Greek yogurt packs plenty of nutrients, like calcium and protein. But the sweetened version packs plenty of added sugar, too. A 175 ml serving of plain Greek yogurt contains 6 grams of natural sugar, while the sweetened, vanilla version adds another 13 grams, or more than 3 teaspoons. Use this method to estimate the added sugar in other foods where both sweetened and unsweetened versions are available, like packaged oatmeal.

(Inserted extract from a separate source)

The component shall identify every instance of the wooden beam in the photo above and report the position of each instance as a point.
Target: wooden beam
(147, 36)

Limiting your sugar intake
When you’re trying to reduce the sugar in your diet, focusing on minimally processed fruits, vegetables, unsweetened whole-grain products like whole-wheat bread, quinoa, barley and lean proteins is always best, says Hall. “Look for foods that are goods your grandparents would recognize, rather than foods that come from a package.”
If you’re shopping for packaged foods, though, watch out for “healthy” options that can be surprisingly sugary. Many dried, packaged fruits are sweetened with sugar, says Hall. Fruit drinks, nectars, sweetened plant-based milks, flavoured yogurts and coffee-based beverages can pack in added sugar, too.
If these sweets make up some of your favourite foods, opt for half-size portions to keep your sugar intake in check. Dilute sweetened drinks with seltzer for a lower-sugar beverage, and mix plain and flavoured Greek yogurt to reduce your sugar intake. If you take milk and sugar in your coffee or tea, try lactose-free milk, which tastes sweeter than plain milk (although it’s not), and you won’t miss the sugar.
Though it may seem difficult to cut sugar at first, your taste buds will adjust over time and you’ll feel satisfied with less sugar. In addition to boosting your overall wellbeing, cutting down sugar can also open the door to an entirely new set of healthier options and recipes to explore.